結果的にはCOP15では、中国から新たな提案は無かった。また、米国は中国に代表される新興国に対し温室効果ガスの排出削減効果に関する「測定・報告・検証」の受け入れを迫り、中国は米国をはじめとする先進国に、より一層の削減義務と途上国支援を要求することとなり、両国の溝が最後まで埋まらなかった。

このCOP15の交渉を妨げたのは、中国の頑なな態度であったと英国のミリバンド・エネルギー・気候変動相は英紙ガーディアンに寄稿している。他の報道でも、12月17日の晩餐会後、COP15が失敗に終わることへの危機感から緊急首脳会議が開催されたが、中国からは温家宝総理は出席せず事務方がテーブルに着いたため議論が深まらず*2、このため最終的には、米国のオバマ大統領自ら途上国代表を相手に内容を逐一説明し、粘り強く説得して回ったという。*3

他方、中国国内の報道では、温家宝総理主催で開催していたBASIC(ブラジル、南アフリカ、インド、中国)による会議に、オバマ大統領がノンアポイントで訪問したところ、四か国の首脳がこれを受入れ、5人による議論が行われ、COP15が失敗に終わる危機を回避したとされている。この場に同席した中国の政府幹部は温家宝総理が労苦をいとわず、国家と人民のための大変な努力をされる姿に感動したという。*4

両者の記述に矛盾は無く、それぞれの立場からの見え方が記述されている訳だが、気候変動問題は科学の問題であっても、気候変動交渉は政治の問題であることを感じさせる。

このCOP15以降、グーグル問題や台湾への武器売却など中米関係は冷えこんで行くが、5月の米中戦略・経済対話を契機に改めて中米関係が立て直されるであろうとの観測もある。いずれにせよ、米中両国の動向が気候変動交渉へ大きな影響を与えていくことは確かであり、我が国も、それを見越して気候変動政策を決めていく必要性があろう。

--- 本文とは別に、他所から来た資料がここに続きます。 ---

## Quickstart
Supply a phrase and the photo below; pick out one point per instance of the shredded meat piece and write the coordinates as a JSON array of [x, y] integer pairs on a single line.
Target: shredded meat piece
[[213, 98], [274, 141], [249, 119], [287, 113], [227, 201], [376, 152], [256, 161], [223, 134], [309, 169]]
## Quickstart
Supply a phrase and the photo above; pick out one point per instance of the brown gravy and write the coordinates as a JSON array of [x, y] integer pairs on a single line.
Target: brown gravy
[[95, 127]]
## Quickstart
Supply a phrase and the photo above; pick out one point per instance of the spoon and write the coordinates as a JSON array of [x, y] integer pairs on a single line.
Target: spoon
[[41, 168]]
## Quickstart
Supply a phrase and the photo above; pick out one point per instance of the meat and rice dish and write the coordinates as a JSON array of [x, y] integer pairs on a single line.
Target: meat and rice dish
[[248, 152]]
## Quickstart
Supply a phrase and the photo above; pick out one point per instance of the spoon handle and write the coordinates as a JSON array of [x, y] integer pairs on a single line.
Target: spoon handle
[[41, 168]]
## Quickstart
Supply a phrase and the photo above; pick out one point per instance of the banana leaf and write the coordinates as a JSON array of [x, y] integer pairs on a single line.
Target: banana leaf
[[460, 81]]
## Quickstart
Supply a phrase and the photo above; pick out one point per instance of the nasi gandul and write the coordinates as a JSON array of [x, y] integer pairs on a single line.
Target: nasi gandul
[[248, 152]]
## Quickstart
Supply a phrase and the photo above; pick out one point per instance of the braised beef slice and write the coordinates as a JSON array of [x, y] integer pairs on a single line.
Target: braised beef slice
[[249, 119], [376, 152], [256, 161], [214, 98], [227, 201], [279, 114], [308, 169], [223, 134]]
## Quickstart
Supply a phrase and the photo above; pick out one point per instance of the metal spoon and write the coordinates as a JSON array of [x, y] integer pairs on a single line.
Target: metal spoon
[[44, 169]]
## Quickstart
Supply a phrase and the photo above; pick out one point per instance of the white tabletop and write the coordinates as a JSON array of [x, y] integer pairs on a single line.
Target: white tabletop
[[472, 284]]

*1:中国において、日本の中央政府の局・部にあたる組織として「司」があるが。その司に準ずる組織として気候「班」であった。
*2:中国は温家宝総理が出席しなかった理由を会議への正式な招聘が無かったためとしている。2009年12月25日「新华社洞察:努力建立全球希望:中国总理在哥本哈根60小时」等。
*3:2009年12月27日産経新聞ニュース「COP15緊急首脳会議の内幕 先進国が連携して中国に対抗」等。
*4:2010年1月15日今晩報「气候大使不辱使命」。